First, the issue holds little or no relevance here: in assessing ineffective assistance, we are not concerned with whether trial counsel knew records existed,, but whether, in the exercise of reasonable diligence, he could have shown with reasonable certainty that the contents of the records were exculpatory in order to obtain an in camera review. For reasons we have already explored, on that dispositive question before us, we think the answer is clearly no.

Second, and in any event, we cannot say that the state court’s findings, when read as a whole, were clearly erroneous. The state court found that Mr. Wickham’s trial counsel “did not know that [the victim’s mental health records] existed nor could he have discovered them using reasonable diligence.” Aplt. App., tab “N,” at 2. This finding was essential to the court’s grant of a new trial on the basis of “newly discovered material evidence.” See Utah Code Aim. § 78-35a-104(l)(e)(i) (requiring that “neither the petitioner nor petitioner’s counsel knew of the [newly discovered] evidence ... and the evidence could not have been discovered through the exercise of reasonable diligence.” (emphasis added)), renumbered as Utah Code Ann. § 78B-9-104(l)(e)(i).

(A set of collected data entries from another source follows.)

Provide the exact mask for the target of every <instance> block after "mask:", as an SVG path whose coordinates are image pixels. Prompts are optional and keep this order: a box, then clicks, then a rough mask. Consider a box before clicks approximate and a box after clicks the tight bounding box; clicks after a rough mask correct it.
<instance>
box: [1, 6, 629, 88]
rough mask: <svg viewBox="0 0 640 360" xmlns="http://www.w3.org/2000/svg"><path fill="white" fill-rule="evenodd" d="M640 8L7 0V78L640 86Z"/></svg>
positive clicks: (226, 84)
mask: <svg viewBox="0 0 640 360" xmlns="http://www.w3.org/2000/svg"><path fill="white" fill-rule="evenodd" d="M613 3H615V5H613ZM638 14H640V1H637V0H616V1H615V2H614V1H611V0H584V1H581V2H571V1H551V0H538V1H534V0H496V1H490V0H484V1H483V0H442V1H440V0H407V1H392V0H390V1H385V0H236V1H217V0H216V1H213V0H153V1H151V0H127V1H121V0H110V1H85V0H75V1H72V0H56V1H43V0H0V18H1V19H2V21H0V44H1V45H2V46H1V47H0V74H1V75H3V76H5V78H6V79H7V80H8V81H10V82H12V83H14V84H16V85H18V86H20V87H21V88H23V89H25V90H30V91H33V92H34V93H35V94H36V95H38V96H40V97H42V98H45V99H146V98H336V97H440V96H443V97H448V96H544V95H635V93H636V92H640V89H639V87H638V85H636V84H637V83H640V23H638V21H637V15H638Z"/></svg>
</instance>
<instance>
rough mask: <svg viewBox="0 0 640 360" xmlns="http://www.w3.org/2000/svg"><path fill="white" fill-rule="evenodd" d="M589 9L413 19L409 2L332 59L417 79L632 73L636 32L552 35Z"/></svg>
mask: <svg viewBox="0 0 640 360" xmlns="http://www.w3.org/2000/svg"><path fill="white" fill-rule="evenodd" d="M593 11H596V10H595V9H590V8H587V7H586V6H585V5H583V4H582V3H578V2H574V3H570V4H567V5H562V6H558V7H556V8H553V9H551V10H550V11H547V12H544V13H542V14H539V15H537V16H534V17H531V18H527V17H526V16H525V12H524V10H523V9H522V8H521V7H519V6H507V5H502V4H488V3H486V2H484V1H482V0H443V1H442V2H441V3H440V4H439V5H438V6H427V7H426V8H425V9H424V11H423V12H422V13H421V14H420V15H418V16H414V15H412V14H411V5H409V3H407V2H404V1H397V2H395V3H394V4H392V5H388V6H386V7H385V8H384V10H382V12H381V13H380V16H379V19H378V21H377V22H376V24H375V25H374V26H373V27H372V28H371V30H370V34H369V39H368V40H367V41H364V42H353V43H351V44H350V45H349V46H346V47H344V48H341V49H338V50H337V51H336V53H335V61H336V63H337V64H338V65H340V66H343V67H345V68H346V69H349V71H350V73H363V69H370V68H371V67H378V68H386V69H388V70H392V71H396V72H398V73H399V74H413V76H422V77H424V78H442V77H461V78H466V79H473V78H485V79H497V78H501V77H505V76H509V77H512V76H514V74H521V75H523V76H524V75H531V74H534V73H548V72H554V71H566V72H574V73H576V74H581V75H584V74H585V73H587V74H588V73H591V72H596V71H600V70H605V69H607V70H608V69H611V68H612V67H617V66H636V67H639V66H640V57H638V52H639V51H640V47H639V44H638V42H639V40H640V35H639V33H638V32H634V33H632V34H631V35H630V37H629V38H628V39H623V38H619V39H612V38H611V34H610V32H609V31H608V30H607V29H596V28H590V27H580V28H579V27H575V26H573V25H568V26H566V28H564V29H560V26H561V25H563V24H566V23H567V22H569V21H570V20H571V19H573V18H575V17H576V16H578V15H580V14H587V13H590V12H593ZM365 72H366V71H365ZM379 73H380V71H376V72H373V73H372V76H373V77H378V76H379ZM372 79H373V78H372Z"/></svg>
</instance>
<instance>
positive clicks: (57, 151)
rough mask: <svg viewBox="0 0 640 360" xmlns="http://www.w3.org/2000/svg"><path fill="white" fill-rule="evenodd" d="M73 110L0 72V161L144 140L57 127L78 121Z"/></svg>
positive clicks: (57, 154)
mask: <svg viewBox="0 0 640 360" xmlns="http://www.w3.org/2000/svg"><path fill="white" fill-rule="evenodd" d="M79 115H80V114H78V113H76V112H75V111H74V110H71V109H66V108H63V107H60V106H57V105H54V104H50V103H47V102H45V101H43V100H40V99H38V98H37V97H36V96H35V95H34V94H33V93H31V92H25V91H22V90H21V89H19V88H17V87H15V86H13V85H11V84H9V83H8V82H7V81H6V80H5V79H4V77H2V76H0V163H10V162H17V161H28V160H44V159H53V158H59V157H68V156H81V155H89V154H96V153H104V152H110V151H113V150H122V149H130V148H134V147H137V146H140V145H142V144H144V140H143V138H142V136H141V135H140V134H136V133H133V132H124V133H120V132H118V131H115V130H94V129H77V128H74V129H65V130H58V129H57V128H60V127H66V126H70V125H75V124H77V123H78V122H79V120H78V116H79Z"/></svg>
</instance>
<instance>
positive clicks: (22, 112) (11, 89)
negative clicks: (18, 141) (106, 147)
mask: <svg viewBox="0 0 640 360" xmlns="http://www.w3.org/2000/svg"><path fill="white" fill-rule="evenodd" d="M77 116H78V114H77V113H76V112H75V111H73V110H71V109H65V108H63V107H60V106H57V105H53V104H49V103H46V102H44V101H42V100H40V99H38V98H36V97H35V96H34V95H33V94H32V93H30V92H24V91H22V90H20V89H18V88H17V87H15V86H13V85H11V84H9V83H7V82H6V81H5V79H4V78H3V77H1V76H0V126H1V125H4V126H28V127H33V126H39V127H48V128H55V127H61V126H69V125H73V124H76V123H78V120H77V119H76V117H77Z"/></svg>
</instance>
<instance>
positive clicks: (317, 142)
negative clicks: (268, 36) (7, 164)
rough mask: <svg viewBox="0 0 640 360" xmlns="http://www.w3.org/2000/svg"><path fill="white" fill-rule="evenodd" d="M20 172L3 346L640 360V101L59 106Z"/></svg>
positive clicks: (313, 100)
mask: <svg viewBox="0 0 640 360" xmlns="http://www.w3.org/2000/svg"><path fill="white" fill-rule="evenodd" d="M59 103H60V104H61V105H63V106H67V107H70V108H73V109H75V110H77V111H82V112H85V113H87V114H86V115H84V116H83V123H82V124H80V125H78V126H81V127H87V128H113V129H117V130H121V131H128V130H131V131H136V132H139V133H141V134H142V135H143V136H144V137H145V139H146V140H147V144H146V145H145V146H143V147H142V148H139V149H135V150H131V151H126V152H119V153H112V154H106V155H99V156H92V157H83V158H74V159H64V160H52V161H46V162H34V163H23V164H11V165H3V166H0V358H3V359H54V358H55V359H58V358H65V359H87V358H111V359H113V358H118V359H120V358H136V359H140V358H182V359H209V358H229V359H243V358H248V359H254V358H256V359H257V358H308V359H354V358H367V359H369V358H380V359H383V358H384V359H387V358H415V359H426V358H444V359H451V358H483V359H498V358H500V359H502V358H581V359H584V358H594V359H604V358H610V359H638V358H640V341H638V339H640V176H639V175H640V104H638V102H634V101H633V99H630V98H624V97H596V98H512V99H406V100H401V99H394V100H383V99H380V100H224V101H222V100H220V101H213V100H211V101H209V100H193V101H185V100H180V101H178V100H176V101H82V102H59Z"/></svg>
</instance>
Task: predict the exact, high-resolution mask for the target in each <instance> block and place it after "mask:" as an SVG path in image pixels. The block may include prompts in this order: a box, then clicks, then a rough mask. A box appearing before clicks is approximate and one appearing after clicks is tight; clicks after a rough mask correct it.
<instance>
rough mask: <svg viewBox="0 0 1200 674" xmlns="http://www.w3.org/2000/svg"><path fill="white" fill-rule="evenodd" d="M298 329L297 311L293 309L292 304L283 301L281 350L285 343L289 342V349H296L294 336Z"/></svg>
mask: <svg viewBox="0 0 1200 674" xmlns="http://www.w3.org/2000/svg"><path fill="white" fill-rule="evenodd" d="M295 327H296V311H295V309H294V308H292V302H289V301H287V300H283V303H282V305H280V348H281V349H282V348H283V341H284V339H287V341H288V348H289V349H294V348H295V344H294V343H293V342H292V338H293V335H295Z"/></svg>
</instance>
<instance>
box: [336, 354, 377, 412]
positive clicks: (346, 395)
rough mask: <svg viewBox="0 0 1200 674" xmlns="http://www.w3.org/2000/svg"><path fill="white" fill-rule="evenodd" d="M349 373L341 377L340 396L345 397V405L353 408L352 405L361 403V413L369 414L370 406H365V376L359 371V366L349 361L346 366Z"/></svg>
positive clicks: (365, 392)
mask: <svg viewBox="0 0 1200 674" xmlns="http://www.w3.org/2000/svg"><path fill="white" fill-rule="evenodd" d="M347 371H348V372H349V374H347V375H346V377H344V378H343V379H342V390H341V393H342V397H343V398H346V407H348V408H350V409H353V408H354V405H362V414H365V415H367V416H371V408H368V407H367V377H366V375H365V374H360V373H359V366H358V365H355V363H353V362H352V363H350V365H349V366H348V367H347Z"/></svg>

Had the state district court found otherwise — i.e., that counsel knew of the records or that he could have discovered them using reasonable diligence — it could not have granted Mr. Wickham a new trial. The challenged factual finding was therefore actually favorable to Mr. Wickham at the time the state district court made it. Even more to the point, there is good reason to believe that the state district court’s challenged factual finding was not that counsel was unaware of the existence of any records, but rather that counsel did not know the contents would prove exculpatory. See Aplt. App., tab “N,” at 2 finding 5 (“Records generated by ARTEC and [DCFS] ... (“The Records”) indicate that [the victim] had lied about being sexually abused.”). Read this way, the factual finding must be upheld against Mr. Wickham’s challenge. As we have seen, the undisputed evidence showed that trial counsel had no knowledge of the fact that the victim’s records contained information about her prior false rape allegations.

The judgment of the district court is AFFIRMED. 
      
       After examining the briefs and appellate record, this panel has determined unanimously that oral argument would not materially assist the determination of this appeal. See Fed. R.App. P. 34(a)(2); 10th Cir. R. 34.1(G). The case is therefore ordered submitted without oral argument. This order and judgment is not binding precedent, except under the doctrines of law of the case, res judicata, and collateral estoppel. It may be cited, however, for its persuasive value consistent with Fed. R.App. P. 32.1 and 10th Cir. R. 32.1.
     
      
      . Mr. Pliego filed a discovery motion in which he sought an order requiring the prosecution to provide him with the victim’s mental health records, and for an in camera inspection of her Division of Family Services and Child Protective Services records. The state district court denied his motion. He appealed the denial to the Utah Supreme Court, which held that the prosecutor had no duty to obtain and produce the records. State v. Pliego, 974 P.2d 279, 283 (Utah 1999). The court further advised Mr. Pliego that he should have attempted to obtain these records himself by subpoenaing them from the relevant agencies. Id.